Sunday, September 1, 2013

Back to my place

Going back UM is not something bad to me, because right over here, I am able to enjoy. For instance, I do really enjoy my Sunday worship, and attend the lesson after the worship in order to know more about Christianity. This morning, I saw several new faces. A smart-looking guy and a polite lady started to worship at our church recently. They are just several years elder than me. Somehow our conversation reminded me that I am now a Third year student who is going to graduate 2 years later. I wonder how long I am still able to appreciate this kind of life style over here. I feel sick when I think of leaving this place. It is really sad to think of leaving the place you like, leaving the people you like to get along with.

Oh ya! Today is registration date for all the freshies. They need to register themselves today. Early in the morning, I woke up and waited for a phone call at the resting site at ground floor. Many young guys with their parents holding stuffs moved up the stairs and searched for their own rooms. Some parents looked really happy and proud, as if they are proud of bringing their sons to this University. Some looked confused because they don't know what to do in this unfamiliar place. It recalled me once again the first day I came here my college. That was really memorable to me for being the first one who came to registration counter.

The first senior I met was Teddy Tan Kar Hern who will be going to graduate soon. That time, I encountered Chun Chyn who was just beside me. He is now having internship at his hometown, while I am now at KL. I just feel like this year I may not be that crazily happy like last two years. This year, the spotlight may not place on me, I may not be the one that people would seek for consultant. I have been told that responsibility would be higher when you have a higher position in an organization. When the responsibility is getting high, the attention people pay on the person would be high as well. I think I need to accept the fact that I am no longer consequential ever since the moment I let go of my position. It is time for me to learn how to stay low profile, and how to stay humble.

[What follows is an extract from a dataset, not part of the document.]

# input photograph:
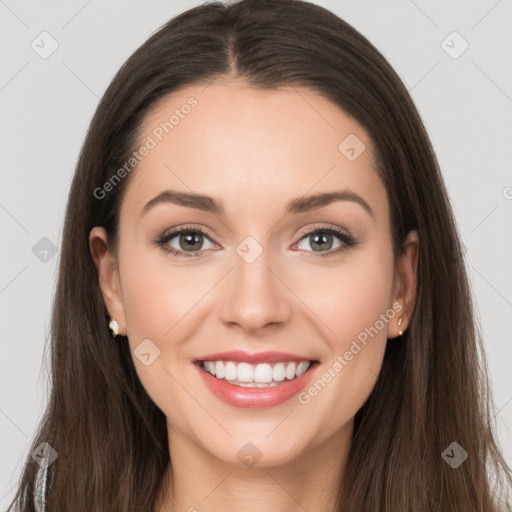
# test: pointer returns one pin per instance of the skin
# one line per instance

There are many feelings that I sympathize with my friend Kevin who is actually quite in the similar situation with me. I just don't want to mention over right now, because it may take a lot of time and "juice in my brain" to express. LOL! I just realized that there are always many new things you ought to accept and learn in different stages of your life. Back to my place with another kind of awareness, I think it would not be the same for everything, but at least I believe great things are coming soon. We shall see.